O Banco Central do Brasil decretou, nesta sexta-feira (26), a liquidação extrajudicial da Sefer Investimentos Distribuidora de Títulos e Valores Mobiliários Ltda., sediada em São Paulo.
A medida, prevista na legislação para situações de grave desequilíbrio financeiro ou descumprimento reiterado de normas, foi tomada após a autarquia constatar a inviabilidade de recuperação da instituição pelos meios ordinários.
A decisão atinge uma empresa que também figurava no rol de investigados da Operação Compliance Zero, deflagrada pela Polícia Federal em janeiro deste ano, que apura supostas irregularidades envolvendo o Banco Master, já liquidado pelo próprio BC. O caso tramita no Supremo Tribunal Federal (STF).
De acordo com o comunicado oficial, a Sefer apresentava “deterioração da situação financeira” e “graves violações à legislação e à regulação” que justificaram a intervenção.
A partir de agora, a empresa terá suas atividades encerradas sob supervisão do Banco Central, e seus bens, tanto os de controladores quanto os de ex-administradores, ficam indisponíveis.
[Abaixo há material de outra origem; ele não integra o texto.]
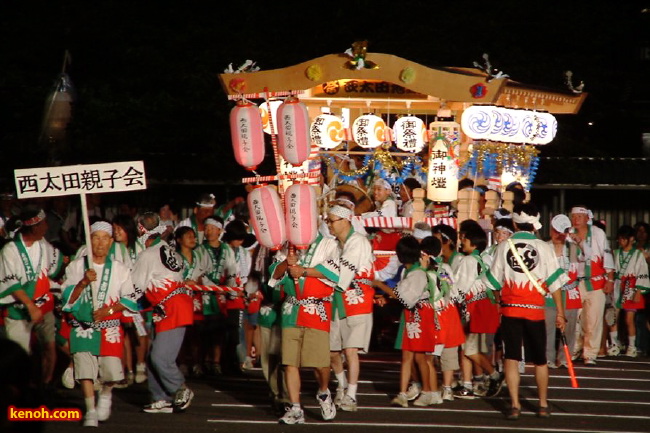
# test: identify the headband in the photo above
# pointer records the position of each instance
(101, 226)
(341, 212)
(524, 218)
(40, 216)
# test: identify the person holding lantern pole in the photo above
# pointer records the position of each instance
(305, 319)
(353, 302)
(97, 295)
(525, 268)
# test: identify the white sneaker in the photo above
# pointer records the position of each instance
(104, 404)
(413, 391)
(160, 406)
(348, 404)
(338, 398)
(631, 352)
(400, 400)
(293, 416)
(140, 373)
(67, 379)
(614, 350)
(91, 420)
(327, 407)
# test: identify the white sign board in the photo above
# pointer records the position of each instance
(80, 179)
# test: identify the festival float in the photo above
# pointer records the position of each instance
(342, 120)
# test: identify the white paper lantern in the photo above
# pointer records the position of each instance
(368, 131)
(410, 134)
(326, 131)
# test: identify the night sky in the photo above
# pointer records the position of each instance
(146, 72)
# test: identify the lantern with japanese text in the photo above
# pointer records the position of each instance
(327, 131)
(368, 131)
(266, 216)
(442, 181)
(409, 133)
(247, 134)
(301, 215)
(294, 143)
(269, 113)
Apesar da medida drástica, o BC fez questão de destacar que a Sefer tem participação diminuta no Sistema Financeiro Nacional.
Enquadrada no segmento S4, voltado a instituições de menor porte, ela representa menos de 0,0004% dos ativos totais do sistema e cerca de 0,17% dos recursos administrados de terceiros.
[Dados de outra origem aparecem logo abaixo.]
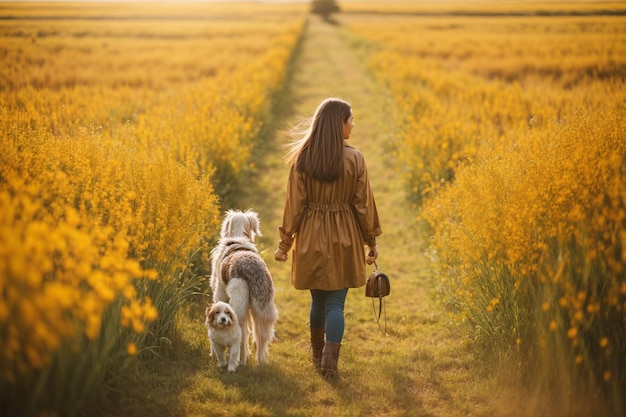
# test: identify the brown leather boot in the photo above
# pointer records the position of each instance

O órgão regulador afirmou que as investigações prosseguirão para apurar eventuais responsabilidades administrativas e criminais, e que as informações serão compartilhadas com outras esferas do poder público.
Histórico e atuação da Sefer
Fundada em 1994 e controlada pela holding Sefer Participações em Instituições Financeiras Ltda., a distribuidora atua na administração de fundos, custódia de ativos, distribuição de investimentos e gestão de recursos.
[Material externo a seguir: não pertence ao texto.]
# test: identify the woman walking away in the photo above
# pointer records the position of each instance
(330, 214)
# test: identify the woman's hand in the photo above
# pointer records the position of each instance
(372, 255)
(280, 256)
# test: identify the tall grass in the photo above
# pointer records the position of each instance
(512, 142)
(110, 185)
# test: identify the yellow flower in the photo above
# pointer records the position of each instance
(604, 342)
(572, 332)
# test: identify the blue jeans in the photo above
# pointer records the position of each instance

Em seu site, a empresa informa administrar U$ 22 bilhões (cerca de R$ 114,2 bilhões) e ser associada à ANBIMA desde 2005.
A entidade de autorregulação do mercado, no entanto, registra que a Sefer já foi alvo de um procedimento de apuração de irregularidades encerrado em 2017.
Relação com a Operação Compliance Zero
A Sefer foi um dos alvos da segunda fase da Operação Compliance Zero, que investiga a suposta participação de fundos e corretoras em um esquema de fraudes vinculado ao Banco Master.
Na época, a empresa negou qualquer ilícito, afirmando que atua exclusivamente na gestão de recursos de terceiros e sem concessão de crédito com recursos próprios.
A distribuidora também figurou como credora no pedido de recuperação judicial do Grupo Fictor, que apontava um débito de cerca de R$ 430 milhões.
A Sefer, porém, contestou publicamente esse valor e declarou não ser credora do conglomerado.